O que é demais é muito e o que é pouco falta. Haverá algo que escape a essa lei?
Talvez a dor, a maldade e a desgraça pudessem sumir sem deixar saudade. Será? “Desgraça pouca é bobagem”, obviamente, é uma blague para reforçar o ânimo. Mas a vida no Éden seria mesmo tão boa? Adão e Eva eram felizes ou idiotas? A felicidade do desfrute do bem abundante ensina alguma coisa? Ou a tragédia humana é exatamente a sua grandeza: constatar que o mal e a dor são inevitáveis, e persistir. Mas não é exatamente porque o bem e o prazer são raros, que escolher um e desfrutar o outro é sublime? A eterna (porque seu fim é impossível) busca do melhor em nós – não é a essência do crescimento e da sabedoria? Por que o fim é impossível? Porque há que reconhecer que o acaso não nos prefere a nada, que Deus, se existe, é indiferente. Porque há que reconhecer que a fonte de toda maldade é esse amor próprio, essa preferência pelo próximo em detrimento do distante, essa luta pela sobrevivência da vida que é a nossa própria essência, e que nos leva a persistir nela. Há que reconhecer que o mal está em nós. Há que reconhecer, enfim, que toda essa luta é vã, porque o fim certo é a morte. Se o fim é impossível, a busca é um fim em si. Reconhecer isso talvez possa nos reconciliar com a dor, a maldade e a desgraça, e aceitá-las como adversárias necessárias. Se a luta é um fim em si, há que agradecer ao inimigo que a possibilita. Busca eterna, luta eterna, eterna tragédia de Sísifo e Atlas. Trata-se de trilhar o caminho mais do que chegar ao destino. De mirar bem, mais do que acertar o alvo. De buscar o equilíbrio e o balanço mais do que a perfeição. Porque perfeição é demais.
E a confiança? Não seria um caso em que o excesso nunca é demais? Confiança: além da esperança e aquém da certeza. Uma potência entre duas impotências. A esperança não age porque espera – é um confiar no além. A certeza não leva à ação, apenas ao movimento e à contemplação. O que resulta da certeza é efeito, não causa – reação de um objeto e não ação de um sujeito. A confiança é que nos leva a agir apesar do risco (aliás, só há confiança se há risco, senão já seria certeza) e a mudar o curso natural das causas e dos efeitos, alterando as probabilidades a nosso favor. Como confiar na sorte, sabendo que a dor é certa? Como confiar no outro sabendo que o mal existe?

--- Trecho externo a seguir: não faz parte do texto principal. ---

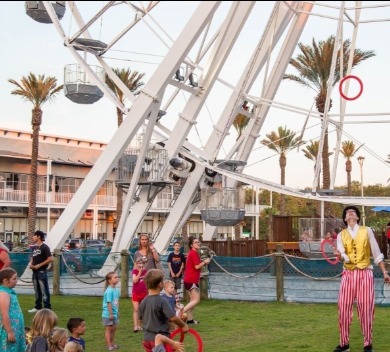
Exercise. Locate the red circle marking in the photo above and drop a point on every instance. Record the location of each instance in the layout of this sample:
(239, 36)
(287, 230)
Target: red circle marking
(182, 334)
(330, 261)
(341, 87)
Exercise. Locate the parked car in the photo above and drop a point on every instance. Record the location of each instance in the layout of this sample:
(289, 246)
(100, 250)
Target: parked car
(21, 258)
(91, 257)
(95, 242)
(72, 243)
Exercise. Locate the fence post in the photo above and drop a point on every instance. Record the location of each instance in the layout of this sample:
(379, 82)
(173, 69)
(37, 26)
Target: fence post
(229, 243)
(279, 272)
(56, 271)
(204, 286)
(125, 273)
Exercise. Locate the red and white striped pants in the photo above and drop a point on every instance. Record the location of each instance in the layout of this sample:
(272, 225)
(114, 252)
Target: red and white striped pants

Entramos no avião confiantes. Ligamos o computador confiantes. Confiança ou esperança? Quantos milhões de promessas precisam ser cumpridas e quantos acidentes precisam não acontecer para que o avião e a Internet funcionem? O tal de Segredo parece ser esse: o que nos acontece depende de nossa atitude interior, que podemos aprender a controlar conscientemente. Basta confiar em si, no cosmos e nos outros que tudo conspira a favor. Ora, isso é a ingenuidade estóica do Logos, que o pensamento moderno desmascarou. A sabedoria dos antigos, embora sábia, era ingênua. Por trás desse pcicologismo entusiamante está uma confiança no poder da consciência que beira a esperança. Confiança em excesso é esperança, é fé, é um pensamento mágico, uma crença acima de toda evidência: loucura, em suma.
Não há salvação. Não há felicidade plena. Esse é o outro segredo. O mais bem guardado, pois ninguém ousa confessar. Até porque não queremos que nossos filhos saibam, pois, apesar de toda evidência, desejamos para eles a felicidade completa. Não há porque desistir de tentar, mesmo sabendo disso. Confiança é exatamente o que nos livra do niilismo cético e da inação diante da dor de saber. Melhor esquecer? Não há porque esconder isso da consciência para confiar. Aliás, a certeza da salvação não é confiança, é fé – a crença contra a evidência. É a desconfiança (a confiança pelo avesso) que nos salva dessa loucura. Então confiança nunca pode ser demais, senão vira esperança. E nunca pode ser de menos, senão vira certeza contemplativa. Não há salvação senão buscar o equilíbrio, sempre instável, sempre tênue, sempre difícil, porque impossível.